Published Web Locationhttps://doi.org/10.1073/pnas.0703153104
Like blood neutrophils, dHL60 cells respond to a uniform concentration of attractant by polarizing in apparently random directions. How each cell chooses its own direction is unknown. We now find that an arrow drawn from the center of the nucleus of an unpolarized cell to its centrosome strongly predicts the subsequent direction of attractant-induced polarity: Of 60 cells that polarized in response to uniform f-Met-Leu-Phe (fMLP), 42 polarized to the left of this arrow, 6 polarized to the right, and 12 polarized directly toward or away from the centrosome. To investigate this directional bias we perturbed a regulatory pathway, downstream of Cdc42 and partitioning-defective 6 (Par6), which controls centrosome orientation relative to polarity of other cells. Dominant negative Par6 mutants block polarity altogether, as previously shown for disrupting Cdc42 activity. Cells remain able to polarize, but without directional bias, if their microtubules are disrupted with nocodazole, or they express mutant proteins that interfere with activities of PKCzeta or dynein.
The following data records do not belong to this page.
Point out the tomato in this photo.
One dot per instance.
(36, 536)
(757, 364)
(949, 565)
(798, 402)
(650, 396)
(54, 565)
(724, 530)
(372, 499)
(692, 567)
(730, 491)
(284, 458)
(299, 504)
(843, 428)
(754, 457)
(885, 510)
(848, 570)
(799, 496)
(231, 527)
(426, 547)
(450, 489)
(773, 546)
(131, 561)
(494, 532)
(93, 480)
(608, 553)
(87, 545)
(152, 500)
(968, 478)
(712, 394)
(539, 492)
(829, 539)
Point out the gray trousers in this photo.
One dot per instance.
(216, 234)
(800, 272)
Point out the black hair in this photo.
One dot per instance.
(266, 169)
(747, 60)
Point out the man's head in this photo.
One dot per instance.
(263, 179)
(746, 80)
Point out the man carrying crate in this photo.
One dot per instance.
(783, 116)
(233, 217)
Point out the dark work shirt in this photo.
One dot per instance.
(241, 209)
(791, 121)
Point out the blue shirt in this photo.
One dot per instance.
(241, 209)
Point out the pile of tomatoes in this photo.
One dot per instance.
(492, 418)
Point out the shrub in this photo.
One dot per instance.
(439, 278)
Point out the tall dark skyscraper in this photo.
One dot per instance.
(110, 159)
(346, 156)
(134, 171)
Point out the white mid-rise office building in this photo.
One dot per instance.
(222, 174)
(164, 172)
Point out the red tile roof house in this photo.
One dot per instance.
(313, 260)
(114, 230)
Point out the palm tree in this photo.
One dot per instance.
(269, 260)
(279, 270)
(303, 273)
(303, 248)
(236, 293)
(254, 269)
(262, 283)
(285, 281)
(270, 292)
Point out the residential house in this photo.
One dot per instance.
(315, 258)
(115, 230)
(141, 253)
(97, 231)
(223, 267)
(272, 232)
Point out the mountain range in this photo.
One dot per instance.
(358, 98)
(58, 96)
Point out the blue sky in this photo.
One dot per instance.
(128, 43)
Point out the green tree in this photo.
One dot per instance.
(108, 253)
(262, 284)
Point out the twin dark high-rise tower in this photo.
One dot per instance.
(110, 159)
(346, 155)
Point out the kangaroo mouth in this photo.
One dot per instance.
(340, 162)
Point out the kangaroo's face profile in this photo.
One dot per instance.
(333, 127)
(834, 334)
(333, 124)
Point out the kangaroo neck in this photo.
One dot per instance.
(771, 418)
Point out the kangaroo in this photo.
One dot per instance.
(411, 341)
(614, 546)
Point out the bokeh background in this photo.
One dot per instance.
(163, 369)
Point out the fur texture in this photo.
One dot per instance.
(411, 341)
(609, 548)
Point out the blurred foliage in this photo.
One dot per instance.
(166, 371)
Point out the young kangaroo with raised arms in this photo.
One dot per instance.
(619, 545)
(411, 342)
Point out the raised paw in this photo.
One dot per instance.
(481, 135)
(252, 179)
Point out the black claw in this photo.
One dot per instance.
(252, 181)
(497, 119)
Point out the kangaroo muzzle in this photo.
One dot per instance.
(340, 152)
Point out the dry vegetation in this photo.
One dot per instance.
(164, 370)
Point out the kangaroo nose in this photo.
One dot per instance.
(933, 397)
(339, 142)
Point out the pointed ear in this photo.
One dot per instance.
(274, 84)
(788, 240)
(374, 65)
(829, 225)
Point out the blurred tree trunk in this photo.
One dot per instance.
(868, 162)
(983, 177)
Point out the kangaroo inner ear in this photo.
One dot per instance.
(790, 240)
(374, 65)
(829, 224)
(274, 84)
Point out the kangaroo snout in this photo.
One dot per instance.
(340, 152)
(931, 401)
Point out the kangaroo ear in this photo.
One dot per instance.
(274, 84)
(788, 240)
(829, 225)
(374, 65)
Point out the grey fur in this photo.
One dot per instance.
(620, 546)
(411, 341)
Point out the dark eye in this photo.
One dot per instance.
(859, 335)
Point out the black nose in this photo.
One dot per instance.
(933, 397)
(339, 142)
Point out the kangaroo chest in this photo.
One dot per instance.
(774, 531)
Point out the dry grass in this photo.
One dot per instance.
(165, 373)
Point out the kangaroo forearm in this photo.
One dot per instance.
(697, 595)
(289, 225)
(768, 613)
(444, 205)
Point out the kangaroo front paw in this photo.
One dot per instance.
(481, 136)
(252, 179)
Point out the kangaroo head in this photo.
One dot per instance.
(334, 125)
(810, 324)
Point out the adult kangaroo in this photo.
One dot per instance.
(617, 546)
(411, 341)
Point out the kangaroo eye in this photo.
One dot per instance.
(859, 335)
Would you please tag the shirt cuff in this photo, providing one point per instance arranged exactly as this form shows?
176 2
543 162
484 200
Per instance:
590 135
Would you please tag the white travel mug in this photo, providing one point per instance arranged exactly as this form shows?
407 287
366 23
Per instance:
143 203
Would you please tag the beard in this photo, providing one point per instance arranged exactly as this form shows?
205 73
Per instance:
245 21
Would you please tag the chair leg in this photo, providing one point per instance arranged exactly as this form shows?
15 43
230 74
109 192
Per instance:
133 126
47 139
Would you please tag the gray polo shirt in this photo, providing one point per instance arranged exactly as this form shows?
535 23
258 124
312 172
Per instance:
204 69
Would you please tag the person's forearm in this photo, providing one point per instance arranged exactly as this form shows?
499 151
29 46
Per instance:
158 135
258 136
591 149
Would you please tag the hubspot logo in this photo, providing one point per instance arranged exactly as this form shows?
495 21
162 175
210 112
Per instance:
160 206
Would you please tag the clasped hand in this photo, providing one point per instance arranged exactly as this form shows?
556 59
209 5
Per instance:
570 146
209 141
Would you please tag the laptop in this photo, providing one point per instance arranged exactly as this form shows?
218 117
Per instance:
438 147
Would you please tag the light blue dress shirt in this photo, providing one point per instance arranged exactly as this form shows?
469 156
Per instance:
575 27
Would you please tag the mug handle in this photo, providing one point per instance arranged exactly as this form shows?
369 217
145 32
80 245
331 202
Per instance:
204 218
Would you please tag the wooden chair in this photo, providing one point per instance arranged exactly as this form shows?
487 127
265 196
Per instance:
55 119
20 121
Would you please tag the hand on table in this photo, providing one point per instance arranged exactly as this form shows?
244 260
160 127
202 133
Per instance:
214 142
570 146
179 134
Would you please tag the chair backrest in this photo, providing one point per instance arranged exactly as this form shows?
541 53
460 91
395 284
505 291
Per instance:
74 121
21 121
Expressing constitutively active glycogen synthase kinase 3beta (GSK3beta) causes cells to polarize preferentially to the right. Distributions of most of these polarity regulators localize to the centrosome but show no left-right asymmetry before polarization. Together, these findings suggest that an intrinsically chiral structure, perhaps the centrosome, serves as a template for directing polarity in the absence of spatial cues. Such a template could help to determine left-right asymmetry and planar polarity in development.